Concerned, he stopped by later and talked to Jessie, who told him that her husband wasn't expected to live much longer.

Since Willie's death, Ryskowski has continued to check on Jessie and has been trying to help her out, occasionally interpreting conversations for the widow, who is hard of hearing.

At first, Jessie wanted to keep the shop and rent it out for storage, so Ryskowski recruited three friends, also aerospace engineers, to fix the sagging, leaky roof.

But Jessie, who rents the store and house for $800 a month, changed her mind and decided she would rather close the shop and move with her daughter to a nicer house.

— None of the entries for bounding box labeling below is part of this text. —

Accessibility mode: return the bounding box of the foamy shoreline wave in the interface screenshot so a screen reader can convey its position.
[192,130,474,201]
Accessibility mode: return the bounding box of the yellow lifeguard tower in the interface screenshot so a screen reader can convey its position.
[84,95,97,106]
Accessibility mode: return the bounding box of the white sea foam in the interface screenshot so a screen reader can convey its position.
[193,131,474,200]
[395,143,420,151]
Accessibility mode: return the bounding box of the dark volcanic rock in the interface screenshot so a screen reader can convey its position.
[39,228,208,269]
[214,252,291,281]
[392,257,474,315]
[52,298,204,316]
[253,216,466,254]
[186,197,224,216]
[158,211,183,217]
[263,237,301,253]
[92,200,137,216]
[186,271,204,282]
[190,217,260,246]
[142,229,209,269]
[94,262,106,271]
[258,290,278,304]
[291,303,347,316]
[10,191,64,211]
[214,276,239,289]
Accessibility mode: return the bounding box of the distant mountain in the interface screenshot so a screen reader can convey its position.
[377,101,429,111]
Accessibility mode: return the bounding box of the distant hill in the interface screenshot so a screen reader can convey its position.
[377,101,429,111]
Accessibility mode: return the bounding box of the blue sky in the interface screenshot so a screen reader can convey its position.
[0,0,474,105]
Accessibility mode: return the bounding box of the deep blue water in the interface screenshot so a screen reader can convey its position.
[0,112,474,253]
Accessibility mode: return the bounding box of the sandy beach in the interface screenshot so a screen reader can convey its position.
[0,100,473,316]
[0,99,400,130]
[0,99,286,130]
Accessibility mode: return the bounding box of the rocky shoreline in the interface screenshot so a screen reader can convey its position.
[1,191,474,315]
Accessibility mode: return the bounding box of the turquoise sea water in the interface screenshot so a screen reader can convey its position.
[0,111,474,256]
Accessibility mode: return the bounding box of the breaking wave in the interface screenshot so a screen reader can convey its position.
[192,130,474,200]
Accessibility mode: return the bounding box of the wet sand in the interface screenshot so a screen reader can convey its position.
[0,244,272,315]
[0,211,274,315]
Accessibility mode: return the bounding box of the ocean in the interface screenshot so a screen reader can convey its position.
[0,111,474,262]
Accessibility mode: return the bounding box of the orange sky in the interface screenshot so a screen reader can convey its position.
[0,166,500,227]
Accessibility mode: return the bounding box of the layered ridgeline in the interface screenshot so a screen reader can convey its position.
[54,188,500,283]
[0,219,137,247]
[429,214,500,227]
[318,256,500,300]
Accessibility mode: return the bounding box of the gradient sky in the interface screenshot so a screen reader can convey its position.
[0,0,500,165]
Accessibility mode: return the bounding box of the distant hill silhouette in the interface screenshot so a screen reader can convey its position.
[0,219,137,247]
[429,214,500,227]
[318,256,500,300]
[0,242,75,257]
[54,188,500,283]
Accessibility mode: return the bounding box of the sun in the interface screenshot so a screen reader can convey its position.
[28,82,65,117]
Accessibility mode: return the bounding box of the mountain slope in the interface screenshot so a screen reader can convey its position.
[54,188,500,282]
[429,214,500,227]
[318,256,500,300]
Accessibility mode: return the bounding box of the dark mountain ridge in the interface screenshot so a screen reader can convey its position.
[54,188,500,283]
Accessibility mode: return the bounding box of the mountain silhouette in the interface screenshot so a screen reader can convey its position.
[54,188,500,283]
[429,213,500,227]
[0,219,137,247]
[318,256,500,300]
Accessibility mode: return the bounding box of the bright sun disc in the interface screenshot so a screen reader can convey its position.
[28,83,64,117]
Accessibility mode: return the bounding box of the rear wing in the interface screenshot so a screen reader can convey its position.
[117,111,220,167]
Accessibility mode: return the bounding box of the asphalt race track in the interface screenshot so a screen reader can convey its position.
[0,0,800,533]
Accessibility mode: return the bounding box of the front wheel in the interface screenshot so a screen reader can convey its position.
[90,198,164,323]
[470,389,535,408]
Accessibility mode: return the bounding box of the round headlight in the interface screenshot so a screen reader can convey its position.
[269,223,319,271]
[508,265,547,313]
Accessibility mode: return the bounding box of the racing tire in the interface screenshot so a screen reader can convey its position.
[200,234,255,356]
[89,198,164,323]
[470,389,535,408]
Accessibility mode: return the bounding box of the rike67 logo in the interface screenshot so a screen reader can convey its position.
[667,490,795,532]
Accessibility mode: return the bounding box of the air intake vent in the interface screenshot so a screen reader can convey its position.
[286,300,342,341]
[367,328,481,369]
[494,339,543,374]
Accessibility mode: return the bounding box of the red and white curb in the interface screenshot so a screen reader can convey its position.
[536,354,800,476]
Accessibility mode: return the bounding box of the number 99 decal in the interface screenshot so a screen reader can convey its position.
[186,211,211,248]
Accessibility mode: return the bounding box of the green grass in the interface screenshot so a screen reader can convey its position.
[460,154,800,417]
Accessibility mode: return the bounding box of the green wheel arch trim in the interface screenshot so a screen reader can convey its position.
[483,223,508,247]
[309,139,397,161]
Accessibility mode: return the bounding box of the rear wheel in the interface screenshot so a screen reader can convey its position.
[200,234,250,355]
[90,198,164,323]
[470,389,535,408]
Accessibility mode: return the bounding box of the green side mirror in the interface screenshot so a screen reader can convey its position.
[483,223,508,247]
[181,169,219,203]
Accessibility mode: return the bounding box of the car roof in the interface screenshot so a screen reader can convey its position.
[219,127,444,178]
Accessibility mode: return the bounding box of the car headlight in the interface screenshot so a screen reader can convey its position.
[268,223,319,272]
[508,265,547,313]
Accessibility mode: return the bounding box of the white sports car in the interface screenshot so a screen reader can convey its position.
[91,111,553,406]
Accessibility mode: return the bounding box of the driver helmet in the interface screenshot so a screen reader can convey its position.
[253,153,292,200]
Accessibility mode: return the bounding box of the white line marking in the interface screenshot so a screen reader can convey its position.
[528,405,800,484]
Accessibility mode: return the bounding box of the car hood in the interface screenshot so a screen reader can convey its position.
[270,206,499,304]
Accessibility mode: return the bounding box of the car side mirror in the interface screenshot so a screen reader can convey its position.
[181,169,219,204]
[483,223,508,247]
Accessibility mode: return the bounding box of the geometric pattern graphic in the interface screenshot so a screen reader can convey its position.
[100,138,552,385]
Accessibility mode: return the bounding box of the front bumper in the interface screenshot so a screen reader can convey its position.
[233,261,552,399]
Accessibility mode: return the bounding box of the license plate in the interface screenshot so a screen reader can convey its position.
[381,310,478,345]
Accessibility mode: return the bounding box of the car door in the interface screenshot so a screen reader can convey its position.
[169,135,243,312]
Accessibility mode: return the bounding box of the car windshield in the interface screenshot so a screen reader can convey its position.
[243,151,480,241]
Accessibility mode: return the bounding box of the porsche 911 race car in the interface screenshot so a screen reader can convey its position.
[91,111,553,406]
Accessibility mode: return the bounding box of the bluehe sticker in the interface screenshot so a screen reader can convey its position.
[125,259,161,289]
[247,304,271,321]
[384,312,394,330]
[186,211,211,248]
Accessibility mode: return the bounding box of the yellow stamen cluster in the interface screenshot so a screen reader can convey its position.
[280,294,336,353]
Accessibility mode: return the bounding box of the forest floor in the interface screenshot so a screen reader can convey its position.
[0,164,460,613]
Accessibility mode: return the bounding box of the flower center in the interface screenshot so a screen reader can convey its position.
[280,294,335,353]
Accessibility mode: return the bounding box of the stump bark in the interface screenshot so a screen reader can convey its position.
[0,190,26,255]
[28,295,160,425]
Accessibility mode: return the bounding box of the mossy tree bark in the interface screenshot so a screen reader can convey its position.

Jessie said her husband and his brothers and sisters once owned the store and the house, but Willie's siblings sold it in the 1950s, forcing the Glens to rent the properties from the new landlord.

Jessie wants to stay in South Redondo, preferably in a house that has a yard so she can keep herself busy and continue to grow plants, she said.

She has kept the shop open on the weekends, selling what she can.

She, Ryskowski and three friends--Sean Casey, 30, and Will Thomas, 30, of Redondo Beach, and Kirk Moody, 28, of Hermosa Beach--are planning a bigger, more organized sale from 8 a.m. to 5 p.m. on Sunday.

Ryskowski said the four men--who took Jessie a spring bouquet on Mother's Day--will try to organize the shop to better display the merchandise, much of which is hidden from view.

Despite her problems, Jessie recently took in two homeless people and helped them out until they could get on their feet and find their own homes and jobs.

She says what she can't sell on Sunday, she'll give to the poor.

"She's helped a lot of other people and we just feel compelled to help her," Ryskowski said, "because she's alone now and she needs help."